The RBI said last week that the economic outlook has improved and the rise in inflation will be transient, echoing the views of most major central banks.

But the rapid spread of the Delta variant in some states – and it is becoming dominant around the world – has raised doubts as the country faces a devastating wave of COVID-19.

The July 15-22 survey of 52 economists showed a third consecutive downward revision of growth prospects for the current fiscal year 2021-22, but also the third such revision in the following year.

Inflation in India
Image used for illustration purposes.

About two-thirds of economists, or 23 of 36, who answered a supplemental question said variants of the virus were the greatest risk, while only a handful cited high inflation.

“The resurgence of cases and (any) emergence of new variants are notable risks to the economy for the remainder of the year, especially at a time when immunization coverage does not reach critical mass,” he said. DBS economist Radhika Rao.

“Restoring the brakes on movement risks further damage to the informal sector, which contributes nearly half of national production and employs a majority. A separate Reuters survey of global health experts last month concluded that another wave of infections and COVID-19 in India were likely by October.

After contracting in the previous fiscal year at its fastest annual rate since the record began more than four decades ago – one of the hardest hit in Asia, the economy is expected to grow by 9, 4% during the current financial year.

The last time the economy grew this fast was in 2010.

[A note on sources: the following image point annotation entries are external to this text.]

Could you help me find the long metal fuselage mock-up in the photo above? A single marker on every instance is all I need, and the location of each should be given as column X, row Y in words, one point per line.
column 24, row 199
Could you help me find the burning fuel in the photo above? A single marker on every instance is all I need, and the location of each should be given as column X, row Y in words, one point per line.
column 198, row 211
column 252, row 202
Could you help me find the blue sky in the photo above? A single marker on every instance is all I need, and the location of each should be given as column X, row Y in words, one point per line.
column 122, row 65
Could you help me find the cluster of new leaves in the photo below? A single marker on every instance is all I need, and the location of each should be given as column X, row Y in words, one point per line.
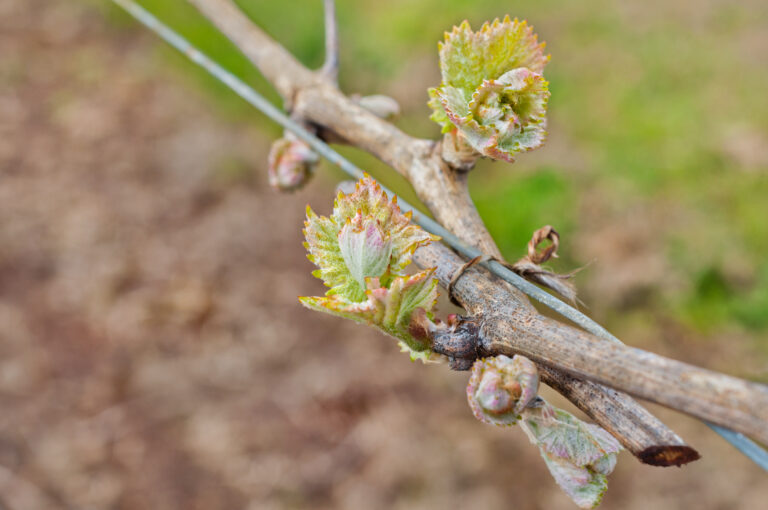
column 361, row 251
column 493, row 97
column 502, row 391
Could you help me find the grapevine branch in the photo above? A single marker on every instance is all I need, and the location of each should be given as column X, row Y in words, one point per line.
column 285, row 85
column 444, row 192
column 734, row 403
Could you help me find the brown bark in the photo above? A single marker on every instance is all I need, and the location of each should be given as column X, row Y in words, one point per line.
column 514, row 327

The latest consensus forecast was down from 9.8% in the previous May poll, itself down from 11.0% in April, and slightly lower than the RBI’s latest projection of 9.5. %.

Asked about their worst-case scenario for this fiscal year, economists provided a median of 7.0%, in a range of 5.0% to 9.0%. Either way, growth is expected to slow to 6.9% in fiscal year 2022-2023.

Although inflation is expected to drop from 6.3% in the latest measurement, the consensus was that it would on average be above the midpoint of the RBI’s medium-term target of 2% to 6% at least until early 2023.

Inflation is expected to average 5.5% and 4.7% in the current fiscal year and the next, compared to 5.0% and stable with 4.7% expected in May.

For now, the RBI is expected to keep its key rates unchanged as inflation appears to be emerging from a peak.

But the consensus pointed to two 25 basis point hikes each next fiscal year, raising the repo rate to 4.50% by the end of March 2023, with 32 economists now predicting at least one hike by the start of the year. year against 24 in the previous survey.

“Despite the concerns about growth, we believe the RBI will eventually need to act to bottle the inflation genius so it doesn’t lose control. We therefore expect the normalization of monetary policy to start fairly quickly, ”noted Kunal Kundu, Indian economist at Societe Generale.

“However, with a third wave of the pandemic appearing to be a certainty, with experts pointing to the less than desirable pace of vaccination, the precise timing of normalization remains uncertain.”

Indian stocks are at an all-time high: Indian stocks ended higher in a volatile session on Friday, gains in IT stocks and the meteoric debut of food delivery startup Zomato more than made up for losses in the food industry. telecommunications.

The blue-chip NSE Nifty 50 index ended up 0.2% at 15,856.05 and the benchmark S&P BSE Sensex ended 0.26% at 52,975.80.

Zomato Ltd closed nearly 65% ​​above its offer price at Rs 125.20, reflecting investor interest in internet-based consumer startups expected to thrive during the COVID-19 pandemic.

Telecommunications stocks, however, fell after India’s highest court rejected a plea from mobile operators asking for corrections to what they called errors in the government’s calculation of their dues.

Shares of struggling telecommunications company Vodafone Idea fell 14.6% to their lowest level since October 20, while Bharti Airtel lost as much as 2.6% before ending slightly higher.

Computer stocks ended up 0.38%, with Persistent Systems, Mphasis Ltd and Wipro Ltd gaining the most on the sub-index, with analysts saying most weekly moves in domestic markets were limited to a range.